CUARTO.- En el presente supuesto no se alega, ni consta a tenor de lo actuado, que se haya efectuado indagación sobre el domicilio del hoy demandante de nulidad. Por el contrario, la demandada indica que se ha estado a lo dispuesto en el artículo 9 h) de la Ley de Propiedad Horizontal , que indica la validez de las comunicaciones realizadas en el piso o local perteneciente al deudor, si bien por todo lo indicado las comunicaciones dirigidas a la plaza de garaje no pueden ser entendidas como válidas a los efectos del arbitraje. Es más, ante la constancia de tal lugar para efectuar las comunicaciones, y tratándose la actora de una persona jurídica, se pudo y debió acudir al Registro Mercantil (documento 1 de la demanda) al objeto de tratar de averiguar un domicilio real en que efectuar las notificaciones.

Por lo indicado procede estimar la solicitud de nulidad.

QUINTO.- Pero es más, aun considerando a efectos dialécticos que cupiera considerar que la plaza de garaje es un posible domicilio de los previstos en el artículo 5 de la Ley de Arbitraje , tampoco consta que se haya realizado una indagación razonable del posible domicilio del hoy demandante de nulidad.

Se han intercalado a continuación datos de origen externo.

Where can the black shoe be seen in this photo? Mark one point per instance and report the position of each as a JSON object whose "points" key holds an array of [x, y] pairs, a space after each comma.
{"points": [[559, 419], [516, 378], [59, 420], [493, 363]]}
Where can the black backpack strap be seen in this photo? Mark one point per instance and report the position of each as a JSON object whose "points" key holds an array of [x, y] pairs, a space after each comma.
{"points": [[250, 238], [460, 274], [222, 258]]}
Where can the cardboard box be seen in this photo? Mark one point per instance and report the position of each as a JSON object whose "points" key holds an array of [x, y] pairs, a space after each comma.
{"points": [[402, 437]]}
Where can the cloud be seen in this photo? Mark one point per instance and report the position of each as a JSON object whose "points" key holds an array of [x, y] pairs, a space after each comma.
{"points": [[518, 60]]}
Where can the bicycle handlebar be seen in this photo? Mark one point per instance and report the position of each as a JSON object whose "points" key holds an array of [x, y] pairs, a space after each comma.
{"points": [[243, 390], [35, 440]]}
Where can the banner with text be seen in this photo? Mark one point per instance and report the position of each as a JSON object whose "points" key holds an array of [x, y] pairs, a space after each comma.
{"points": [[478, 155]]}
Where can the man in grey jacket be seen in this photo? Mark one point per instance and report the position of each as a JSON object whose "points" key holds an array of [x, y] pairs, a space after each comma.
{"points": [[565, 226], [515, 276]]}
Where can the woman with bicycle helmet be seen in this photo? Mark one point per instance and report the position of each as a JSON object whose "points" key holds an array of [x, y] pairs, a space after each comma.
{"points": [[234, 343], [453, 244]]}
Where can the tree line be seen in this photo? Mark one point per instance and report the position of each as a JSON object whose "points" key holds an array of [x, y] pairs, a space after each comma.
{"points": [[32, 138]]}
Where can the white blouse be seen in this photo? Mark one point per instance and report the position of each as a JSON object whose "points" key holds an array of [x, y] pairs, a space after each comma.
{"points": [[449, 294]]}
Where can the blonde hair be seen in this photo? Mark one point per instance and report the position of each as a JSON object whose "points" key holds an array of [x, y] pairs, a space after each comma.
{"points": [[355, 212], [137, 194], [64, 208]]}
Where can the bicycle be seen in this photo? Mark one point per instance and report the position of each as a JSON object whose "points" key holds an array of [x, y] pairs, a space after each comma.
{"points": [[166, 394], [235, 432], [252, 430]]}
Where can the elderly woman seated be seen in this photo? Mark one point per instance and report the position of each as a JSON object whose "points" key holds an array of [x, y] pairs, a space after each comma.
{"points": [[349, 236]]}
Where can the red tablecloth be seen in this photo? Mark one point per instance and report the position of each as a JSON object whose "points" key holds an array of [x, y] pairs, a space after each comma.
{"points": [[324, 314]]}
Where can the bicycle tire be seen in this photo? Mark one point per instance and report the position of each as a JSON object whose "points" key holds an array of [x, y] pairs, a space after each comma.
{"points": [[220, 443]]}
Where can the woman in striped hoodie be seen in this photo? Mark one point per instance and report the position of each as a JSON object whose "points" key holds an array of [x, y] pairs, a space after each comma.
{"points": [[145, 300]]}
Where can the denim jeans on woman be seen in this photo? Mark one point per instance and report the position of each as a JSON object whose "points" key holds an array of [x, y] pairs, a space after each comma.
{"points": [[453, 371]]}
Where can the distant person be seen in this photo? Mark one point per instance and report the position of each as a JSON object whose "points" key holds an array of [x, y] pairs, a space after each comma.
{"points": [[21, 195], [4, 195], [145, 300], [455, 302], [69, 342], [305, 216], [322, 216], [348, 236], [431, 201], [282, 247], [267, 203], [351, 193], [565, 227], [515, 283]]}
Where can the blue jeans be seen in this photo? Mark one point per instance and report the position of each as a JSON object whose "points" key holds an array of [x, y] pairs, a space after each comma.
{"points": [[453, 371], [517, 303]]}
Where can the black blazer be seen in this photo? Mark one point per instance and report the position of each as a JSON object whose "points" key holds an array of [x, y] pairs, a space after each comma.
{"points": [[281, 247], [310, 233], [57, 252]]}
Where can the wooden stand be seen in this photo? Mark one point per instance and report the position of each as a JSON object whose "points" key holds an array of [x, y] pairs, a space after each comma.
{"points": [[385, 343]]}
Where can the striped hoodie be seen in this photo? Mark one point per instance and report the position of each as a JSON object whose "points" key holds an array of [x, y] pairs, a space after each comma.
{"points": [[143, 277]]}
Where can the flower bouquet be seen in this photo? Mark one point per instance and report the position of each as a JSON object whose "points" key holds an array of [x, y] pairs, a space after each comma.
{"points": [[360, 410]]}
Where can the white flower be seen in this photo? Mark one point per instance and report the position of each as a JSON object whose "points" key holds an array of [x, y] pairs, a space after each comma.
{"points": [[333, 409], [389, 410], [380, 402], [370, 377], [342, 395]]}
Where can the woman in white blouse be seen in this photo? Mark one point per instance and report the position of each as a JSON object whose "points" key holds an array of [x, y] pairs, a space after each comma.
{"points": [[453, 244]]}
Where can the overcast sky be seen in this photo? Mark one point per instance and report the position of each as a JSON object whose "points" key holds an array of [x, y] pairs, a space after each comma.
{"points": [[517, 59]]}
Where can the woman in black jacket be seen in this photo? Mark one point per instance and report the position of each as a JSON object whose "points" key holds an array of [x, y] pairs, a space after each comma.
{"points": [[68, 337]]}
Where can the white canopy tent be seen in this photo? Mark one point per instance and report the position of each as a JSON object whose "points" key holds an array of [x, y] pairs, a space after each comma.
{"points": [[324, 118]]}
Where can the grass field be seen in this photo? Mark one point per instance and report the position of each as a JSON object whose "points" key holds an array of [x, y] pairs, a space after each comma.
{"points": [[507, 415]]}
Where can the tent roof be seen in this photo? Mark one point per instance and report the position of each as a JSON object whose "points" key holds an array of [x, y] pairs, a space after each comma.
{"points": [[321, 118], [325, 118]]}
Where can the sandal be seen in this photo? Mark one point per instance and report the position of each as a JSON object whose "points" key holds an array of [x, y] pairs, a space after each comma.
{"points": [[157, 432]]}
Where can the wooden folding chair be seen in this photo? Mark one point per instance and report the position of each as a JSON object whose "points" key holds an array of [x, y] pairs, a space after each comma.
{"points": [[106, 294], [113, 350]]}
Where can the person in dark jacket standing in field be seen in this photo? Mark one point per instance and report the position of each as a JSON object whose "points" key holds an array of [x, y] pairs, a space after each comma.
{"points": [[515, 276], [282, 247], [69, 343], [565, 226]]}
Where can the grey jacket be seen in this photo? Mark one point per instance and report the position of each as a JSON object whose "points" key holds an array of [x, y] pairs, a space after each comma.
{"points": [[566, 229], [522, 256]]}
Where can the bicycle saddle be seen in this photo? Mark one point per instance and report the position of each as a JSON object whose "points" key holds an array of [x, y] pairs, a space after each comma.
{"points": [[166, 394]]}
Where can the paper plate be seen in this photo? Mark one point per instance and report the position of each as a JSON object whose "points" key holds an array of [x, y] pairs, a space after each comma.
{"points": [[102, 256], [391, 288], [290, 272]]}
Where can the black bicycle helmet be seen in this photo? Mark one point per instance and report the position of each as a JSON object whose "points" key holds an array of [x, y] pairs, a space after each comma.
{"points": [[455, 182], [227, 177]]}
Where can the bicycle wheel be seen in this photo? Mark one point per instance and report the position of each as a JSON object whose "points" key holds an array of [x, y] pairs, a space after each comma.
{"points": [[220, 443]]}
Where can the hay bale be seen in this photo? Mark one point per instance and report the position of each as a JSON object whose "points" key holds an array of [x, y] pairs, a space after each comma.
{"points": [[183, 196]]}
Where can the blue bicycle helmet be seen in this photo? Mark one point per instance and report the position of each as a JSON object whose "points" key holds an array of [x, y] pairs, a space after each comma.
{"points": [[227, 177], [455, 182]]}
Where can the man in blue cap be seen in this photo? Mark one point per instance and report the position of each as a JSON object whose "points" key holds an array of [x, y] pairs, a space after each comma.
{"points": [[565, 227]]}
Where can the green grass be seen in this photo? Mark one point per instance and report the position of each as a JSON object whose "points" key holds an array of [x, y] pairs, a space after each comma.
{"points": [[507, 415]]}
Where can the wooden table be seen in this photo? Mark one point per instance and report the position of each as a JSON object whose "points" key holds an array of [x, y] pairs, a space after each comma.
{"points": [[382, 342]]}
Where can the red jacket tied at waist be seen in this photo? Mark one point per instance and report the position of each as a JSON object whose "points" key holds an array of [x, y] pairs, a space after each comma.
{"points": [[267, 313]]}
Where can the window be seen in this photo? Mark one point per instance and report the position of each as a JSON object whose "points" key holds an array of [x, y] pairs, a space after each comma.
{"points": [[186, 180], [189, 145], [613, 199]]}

Aparte de que dicha indagación razonable habría de llevar, en primer término, y como se indicaba, a consultar los datos del Registro mercantil, cabe añadir que además aporta el actor como documento 5 correo electrónico dirigido a la entidad administradora, en la que se autoriza al administrador para que represente al Sr. Leopoldo en la junta a celebrar el 28 de noviembre de 2009, indicándose que el mismo era propietario de las plazas de garaje objeto de autos. Por tanto, de haberse efectuado una indagación razonable, recabando de la demandante un posible domicilio del demandado, ello podría haber puesto de manifiesto que las comunicaciones relativas a las plazas de garaje podían ser dirigidas al correo electrónico por virtud del cual se delegaba en el administrador de la comunidad para intervenir en la junta en nombre de las plazas de garaje objeto de autos.

Cierto es que en la junta que se celebró el 28 de noviembre de 2009 figura el Sr. Leopoldo como propietario del piso, y no de las plazas de garaje, pero en todo caso la comunicación anteriormente referida pone de manifiesto que la administración de la comunidad tenía datos que ponían de relieve la existencia de un medio de comunicar con quien afirmaba ser propietario de las plazas de garaje.

SEXTO.- Con arreglo a lo dispuesto en el artículo 394 de la Ley de Enjuiciamiento Civil , y siendo estimatoria la presente resolución de las pretensiones del actor, procede imponer a la demandada el pago de las costas causadas en este procedimiento.

Vistos los artículos citados y demás de general y pertinente aplicación

Fallo

Que DEBEMOS ESTIMAR Y ESTIMAMOS la demanda de nulidad del laudo arbitral de 13 de julio de 2010 interpuesta por ASECON TELIN, S.L. habiendo sido demandada en el presente procedimiento URBANIZACIÓN OLIVO DE ORO - BRISAS DEL FARO, declarando la nulidad del referido laudo arbitral, imponiendo a la demandada el pago de las costas causadas en este procedimiento.

Contra la presente resolución no cabe recurso, sin perjuicio, si se interpusiese, de dar al mismo la tramitación procesal oportuna, pudiendo formularse, en su caso, el correspondiente recurso de queja.

Así, por esta nuestra Sentencia, de la que se unirá certificación al rollo de Sala y se notificará a las partes conforme a lo dispuesto en el artículo 208.4 de la L.E.C . 1/2000, lo pronunciamos, mandamos y firmamos.

PUBLICACION.- Dada y pronunciada fue la anterior Sentencia por los Ilmos. Sres. Magistrados que la firman y leída por el Ilmo. Magistrado Ponente en el mismo día de su fecha, de lo que yo la Secretaria certifico.